Ozymandias screamed and shifted his weight, tracing in the sky the fire of his being as he rocketed toward Siegyrd. With a herculean effort, Aerendir threw Balmung toward Siegyrd and called out with all his strength, “Brother!”
The blade moved in a flash of light that Ozymandias barely registered in his mad flight toward Siegyrd. The flute still hung there in the air, a magic of its own holding it suspended. The slightest breeze washed over it, and it whistled woefully as Siegyrd dropped his swords and caught Balmung with both hands, spun with the force of its throw and then twisted to strike at the flute. The same radiance burst outward, but Balmung flashed with purest white and severed the rainbow glow striking the flute just beneath the mouth piece. The golden white purity of the glyphs on Balmung grew to a blinding flash that engulfed Siegyrd and the flute and the approaching Ozymandias. A sound like the splitting of the sky tore through the valley. A single thin crack formed in the crystal flute beneath Balmung’s blow, and from the crack a devouring shadow poured outward and swallowed all the light. Siegyrd felt himself pulled inexorably into a gravity he could not escape.

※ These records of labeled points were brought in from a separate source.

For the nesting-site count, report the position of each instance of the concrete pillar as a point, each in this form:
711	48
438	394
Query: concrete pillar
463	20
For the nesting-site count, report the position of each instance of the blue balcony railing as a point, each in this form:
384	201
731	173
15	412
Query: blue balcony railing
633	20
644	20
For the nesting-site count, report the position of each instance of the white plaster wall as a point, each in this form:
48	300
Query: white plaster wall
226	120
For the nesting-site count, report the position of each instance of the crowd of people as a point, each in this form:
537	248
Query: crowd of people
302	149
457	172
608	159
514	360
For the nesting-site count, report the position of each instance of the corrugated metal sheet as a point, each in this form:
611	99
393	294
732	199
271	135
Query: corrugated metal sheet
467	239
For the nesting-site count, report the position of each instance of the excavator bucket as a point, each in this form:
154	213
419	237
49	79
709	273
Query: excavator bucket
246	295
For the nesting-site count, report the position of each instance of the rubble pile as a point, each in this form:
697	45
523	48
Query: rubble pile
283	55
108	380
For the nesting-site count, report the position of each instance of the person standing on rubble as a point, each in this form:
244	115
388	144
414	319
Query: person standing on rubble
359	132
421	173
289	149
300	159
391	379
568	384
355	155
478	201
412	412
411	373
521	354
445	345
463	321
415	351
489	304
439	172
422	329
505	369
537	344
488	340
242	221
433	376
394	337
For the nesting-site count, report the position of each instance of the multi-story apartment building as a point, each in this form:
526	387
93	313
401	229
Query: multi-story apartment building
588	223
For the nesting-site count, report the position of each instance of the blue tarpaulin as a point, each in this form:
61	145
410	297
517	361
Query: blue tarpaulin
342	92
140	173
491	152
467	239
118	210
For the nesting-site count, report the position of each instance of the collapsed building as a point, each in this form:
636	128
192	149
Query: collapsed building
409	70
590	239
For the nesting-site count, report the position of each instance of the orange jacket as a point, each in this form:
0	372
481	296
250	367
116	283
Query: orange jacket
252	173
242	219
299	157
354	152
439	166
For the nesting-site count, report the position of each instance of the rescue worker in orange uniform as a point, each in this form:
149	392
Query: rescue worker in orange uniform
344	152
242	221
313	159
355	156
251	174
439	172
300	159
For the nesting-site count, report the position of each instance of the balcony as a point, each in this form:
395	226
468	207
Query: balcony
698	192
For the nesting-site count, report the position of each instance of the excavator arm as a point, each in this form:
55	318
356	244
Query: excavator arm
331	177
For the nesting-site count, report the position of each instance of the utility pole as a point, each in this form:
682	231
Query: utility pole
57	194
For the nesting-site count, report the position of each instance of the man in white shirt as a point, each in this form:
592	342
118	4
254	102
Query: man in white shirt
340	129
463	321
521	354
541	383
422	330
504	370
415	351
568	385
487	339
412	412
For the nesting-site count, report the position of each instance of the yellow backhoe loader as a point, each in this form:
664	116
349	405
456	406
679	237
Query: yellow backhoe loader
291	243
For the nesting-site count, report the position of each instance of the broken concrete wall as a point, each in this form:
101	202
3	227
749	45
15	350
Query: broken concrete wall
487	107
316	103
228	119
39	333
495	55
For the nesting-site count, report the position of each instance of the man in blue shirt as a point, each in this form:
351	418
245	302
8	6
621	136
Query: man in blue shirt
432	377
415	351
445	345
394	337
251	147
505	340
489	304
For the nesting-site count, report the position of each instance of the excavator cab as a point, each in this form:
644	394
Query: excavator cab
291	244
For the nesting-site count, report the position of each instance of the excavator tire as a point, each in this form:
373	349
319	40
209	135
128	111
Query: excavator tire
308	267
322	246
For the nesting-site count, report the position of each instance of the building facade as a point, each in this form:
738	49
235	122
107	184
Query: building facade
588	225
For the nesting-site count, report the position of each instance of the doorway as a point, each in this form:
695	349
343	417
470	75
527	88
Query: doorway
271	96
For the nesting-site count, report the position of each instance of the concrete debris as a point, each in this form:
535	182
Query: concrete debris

His body felt like it was being stretched apart, pulled in every direction at impossible speed and hammered into endless destruction. He tried to scream, but nothing came out.
Aerendir saw the flash of light, then the devouring shadow, and at the edge of the shadow Ozymandias fought with all his strength to escape its pull. Aerendir stumbled forward one step, coughed blood and sunk to his knees. The shadows clawed at Ozymandias’ form, and the dragonman tried to transform, his dragon form bursting outward in a gargantuan size that was siphoned away by the grasping dark. Something like the shadow of the dragon was pulled away from his form, and he grew smaller before the shadows snapped shut. The crystal flute quivered a single broken note and fell back into the water with Aerendir’s blade still buried in it. In the lake, ghostly hands drew it down beneath.